Évidemment, tous les décès ne sont pas les mêmes ; évidemment les médias jouent un rôle en influençant nos réactions. Aujourd’hui, les photos de citoyens ukrainiens qui sauvent des chiens et des chats passent sur nos écrans ou sur les réseaux sociaux, ainsi que le classique des incubateurs avec nouveau-nés, déjà cheval de bataille de la propagande américaine sur le Koweït avant la guerre du Golfe de 1993 : pour chaque guerre les mêmes images de propagande se répètent et les Occidentaux à la mémoire courte et aux larmes sur commande sortent leurs mouchoirs. Si les images ne sont pas là (voir Irak, Afghanistan, Yémen, Belgrade) personne ne s’émeut.
Des médias amnésiques
Les médias, à quelques exceptions près, jouent un rôle important dans cette histoire. Quelle que soit notre mémoire, l’oubli joue un rôle majeur. Toutes les démarches qui ont été entreprises par une Ukraine qui s’est appuyée sur le soutien américain semblent être tombées dans l’oubli : mais cela vous a?t-il aidé ? Il n’a servi à rien à la Géorgie du début des années 2000, qui est passée de l’alliance avec la Russie (avec laquelle elle entretenait d’excellentes relations économiques et où elle vendait ses excellents produits que plus personne n’achète désormais) à celle avec les États-Unis de Bush Jr. ; là aussi on avait fait croire qu’héberger des armes américaines et mener des guerres à la frontière, là où la population russe était la plus présente, aurait donné raison au pays, qui se retrouve désormais avec une population appauvrie, largement diasporique, avec des pensions et des salaires aux affamés, avec des vins fins et des produits alimentaires invendus, car les amis européens et américains ne font rien. Et pourtant, au moins chez les jeunes, la croyance circule que l’ennemi est la Russie.

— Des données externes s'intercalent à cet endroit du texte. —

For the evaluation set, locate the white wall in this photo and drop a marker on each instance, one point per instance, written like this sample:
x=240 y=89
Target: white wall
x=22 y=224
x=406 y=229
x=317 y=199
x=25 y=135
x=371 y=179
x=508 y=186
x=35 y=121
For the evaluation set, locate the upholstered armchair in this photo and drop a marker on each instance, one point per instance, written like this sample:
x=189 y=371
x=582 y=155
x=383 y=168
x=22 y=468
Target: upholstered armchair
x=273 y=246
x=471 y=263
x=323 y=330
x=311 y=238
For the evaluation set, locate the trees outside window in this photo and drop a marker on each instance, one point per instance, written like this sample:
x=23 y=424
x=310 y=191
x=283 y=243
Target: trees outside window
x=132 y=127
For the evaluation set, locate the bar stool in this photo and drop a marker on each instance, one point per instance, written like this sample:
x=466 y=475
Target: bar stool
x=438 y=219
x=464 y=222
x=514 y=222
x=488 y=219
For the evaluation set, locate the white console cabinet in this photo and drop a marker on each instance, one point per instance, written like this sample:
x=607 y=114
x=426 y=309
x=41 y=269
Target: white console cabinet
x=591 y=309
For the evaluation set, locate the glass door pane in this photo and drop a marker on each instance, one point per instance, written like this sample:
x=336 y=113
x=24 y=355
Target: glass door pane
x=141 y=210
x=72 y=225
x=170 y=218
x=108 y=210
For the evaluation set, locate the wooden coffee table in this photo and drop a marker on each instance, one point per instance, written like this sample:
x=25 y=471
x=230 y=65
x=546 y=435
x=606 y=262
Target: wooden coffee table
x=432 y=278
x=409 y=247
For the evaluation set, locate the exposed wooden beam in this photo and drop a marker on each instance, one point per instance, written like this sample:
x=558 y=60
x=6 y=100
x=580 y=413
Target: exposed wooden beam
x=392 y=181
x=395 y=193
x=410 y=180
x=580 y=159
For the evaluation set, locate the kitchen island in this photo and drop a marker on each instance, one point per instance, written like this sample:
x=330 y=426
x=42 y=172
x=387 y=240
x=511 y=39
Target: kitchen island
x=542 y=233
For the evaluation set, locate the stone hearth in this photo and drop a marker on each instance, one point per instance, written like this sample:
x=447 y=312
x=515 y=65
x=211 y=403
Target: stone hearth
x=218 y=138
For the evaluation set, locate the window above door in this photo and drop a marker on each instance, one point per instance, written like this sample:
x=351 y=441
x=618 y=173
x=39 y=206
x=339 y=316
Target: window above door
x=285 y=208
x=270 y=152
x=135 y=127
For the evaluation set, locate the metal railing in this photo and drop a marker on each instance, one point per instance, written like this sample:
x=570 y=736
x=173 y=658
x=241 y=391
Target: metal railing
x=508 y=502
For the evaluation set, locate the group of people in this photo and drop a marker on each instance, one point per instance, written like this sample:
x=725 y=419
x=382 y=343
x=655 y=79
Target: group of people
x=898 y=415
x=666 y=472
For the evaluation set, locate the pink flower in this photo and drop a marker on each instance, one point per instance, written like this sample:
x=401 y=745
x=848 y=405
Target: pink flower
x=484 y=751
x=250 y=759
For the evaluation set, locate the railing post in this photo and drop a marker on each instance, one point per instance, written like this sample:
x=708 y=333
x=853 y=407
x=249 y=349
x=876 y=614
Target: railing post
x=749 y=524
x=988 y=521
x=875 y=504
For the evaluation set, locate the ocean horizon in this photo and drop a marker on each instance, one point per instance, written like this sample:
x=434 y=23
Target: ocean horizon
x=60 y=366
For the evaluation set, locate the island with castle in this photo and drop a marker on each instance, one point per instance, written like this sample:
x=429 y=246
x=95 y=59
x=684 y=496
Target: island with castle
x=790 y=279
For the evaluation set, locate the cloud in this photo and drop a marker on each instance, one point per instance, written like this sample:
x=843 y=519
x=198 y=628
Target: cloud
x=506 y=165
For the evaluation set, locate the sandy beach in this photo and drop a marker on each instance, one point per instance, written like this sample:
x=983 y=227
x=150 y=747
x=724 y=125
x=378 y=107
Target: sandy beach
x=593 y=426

L’exemple géorgien et l’ami Saakashvili
Le président qui a initié ce processus vertueux, Mikheil Saak’ashvili, en poste entre 2004 et 2013, a été inculpé en 2014 par la justice de son pays, pour des bagatelles dont escroquerie et meurtre ; bien sûr, les États-Unis et l’Union européenne se sont prononcés contre le système judiciaire, mais entre-temps, Saak’ashvili a déménagé en Ukraine.